Behoud in situ

In de archeologische praktijk wordt onderscheid gemaakt tussen in- en ex situ behoud van behoudenswaardige vindplaatsen. Op 1 september 2007 werd de Wet op de archeologische monumentenzorg (WAMz) van kracht, met als uitgangspunt het archeologische erfgoed beter te beschermen en bij voorkeur in situ te behouden.
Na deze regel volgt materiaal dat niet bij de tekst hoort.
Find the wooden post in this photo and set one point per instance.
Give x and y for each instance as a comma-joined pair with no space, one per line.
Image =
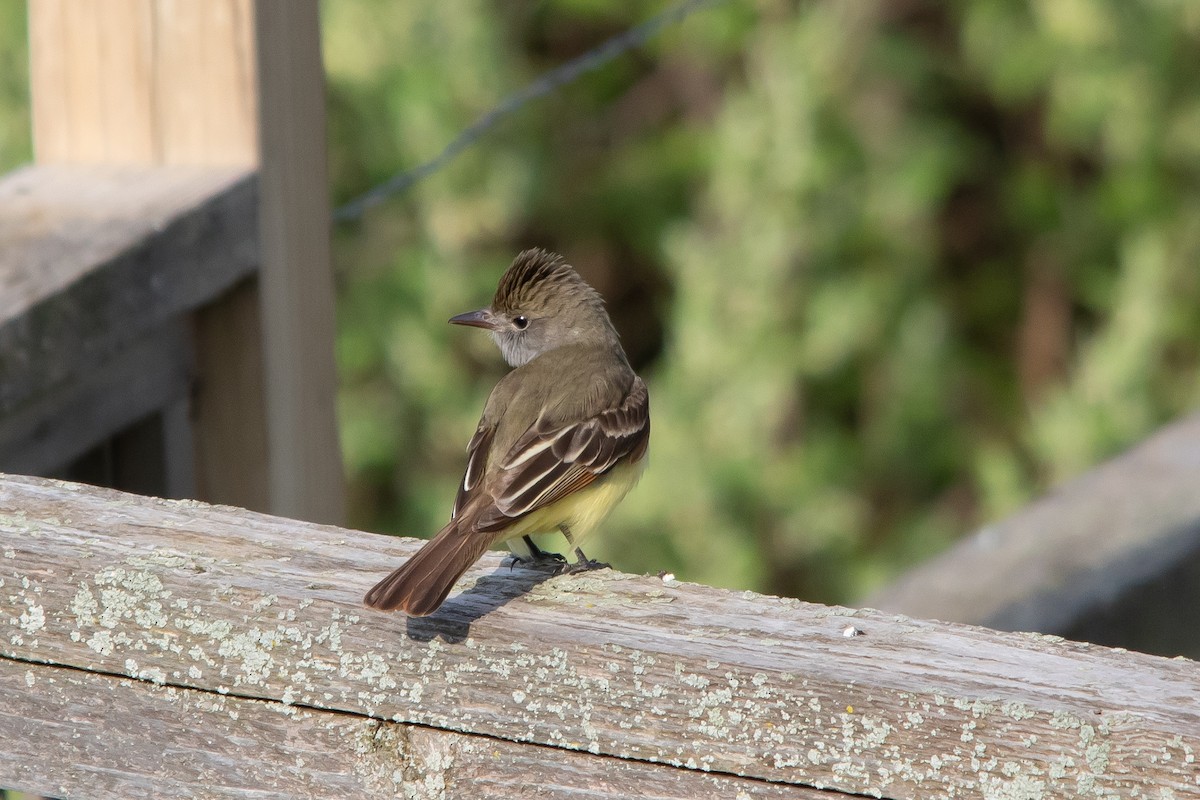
220,82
Behoud in situ in Nederland in kaart gebracht
In 2012 en in 2014 heeft RAAP Archeologisch Adviesbureau in opdracht van de Rijksdienst voor het Cultureel Erfgoed (RCE) een steekproef-onderzoek uitgevoerd met als doelstelling een representatief, kwantitatief en onderbouwd beeld te krijgen van de mate van behoud in situ die in Nederland via de Archeologische MonumentenZorg (AMZ)-keten is gerealiseerd. De eerste opdracht had de onderzoeksperiode 1 september 2007 tot 1 mei 2011 tot onderwerp, de vervolgopdracht de periode 1 mei 2011 tot 31 december 2013. De data van de eerste steekproef vormden een nulmeting voor de mate van behoud in situ in Nederland dat is gerealiseerd binnen de context van de AMZ-keten. Behoud in situ dat is gerealiseerd binnen de context van ruimtelijke planvorming (los van de AMZ-keten) werd niet meegenomen in dit onderzoek. Ook het effect van een selectiebesluit ‘behoud in situ’ in de praktijk en op langere termijn is niet onderzocht.
De onderzoekspopulatie
Voor de periode september 2007-mei 2011 betrof de steekproefpopulatie 6.098 onderzoeksmeldingen. Het uiteindelijke aantal behoudenswaardige vindplaatsen kwam in de analyse uit op 410. Van deze 410 vindplaatsen waren er 16 waarbij zowel behoud in situ als ex situ was gerealiseerd, voor het totaal aantal vormen van behoud is daardoor gerekend met een aantal van 426.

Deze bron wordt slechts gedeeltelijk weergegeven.